ÖNERİ

CHP hepimizi şaşırtsa


Yerel seçimlere şunun şurasında 5 ay var.
Partilerin adayları da belirmeye başladı.
AKP’de kayda değer bir sorun ve sıkıntı yok.
Ortaya aday adayı bile çıkmıyor doğru dürüst.
Nasıl olsa “reis birilerini belirleyecek” diye bakıyorlar.
İtiraz da olacağını sanmıyorum.
1994’ten beri seçilen belediye başkanları bile kulağından tutulup atıldı da ağızlarını açıp “gık” bile diyemediler.

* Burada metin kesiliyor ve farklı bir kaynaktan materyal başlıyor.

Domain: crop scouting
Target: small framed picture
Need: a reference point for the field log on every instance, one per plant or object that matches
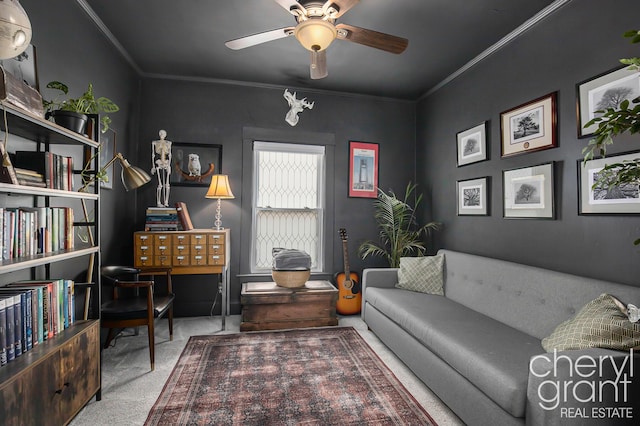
(363, 169)
(107, 151)
(601, 198)
(528, 192)
(604, 91)
(529, 127)
(472, 145)
(194, 163)
(473, 197)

MHP ve İyi Parti belli merkezler dışında çok iddialı değiller ancak kime destek verirlerse onun kazanma ihtimalinin yüksek olduğunun da bilincindeler bu nedenle bölgelere göre değişik işbirlikleri yapılabilir.
HDP kendi etken alanında başarıya ulaşacaktır.
CHP ise kaynayan kazan.
Müthiş bir çekişme var parti içinde.
Gözlediğim kadarıyla bu çekişmeler en çok “kazanılması garanti” yerlerde yaşanıyor.
Oysa bana göre buralarda CHP’nin işi kolay, çünkü nasıl olsa kimi aday gösterse seçilir, bu durumda aday belirlemek genel merkez için pek zor olmasa gerek.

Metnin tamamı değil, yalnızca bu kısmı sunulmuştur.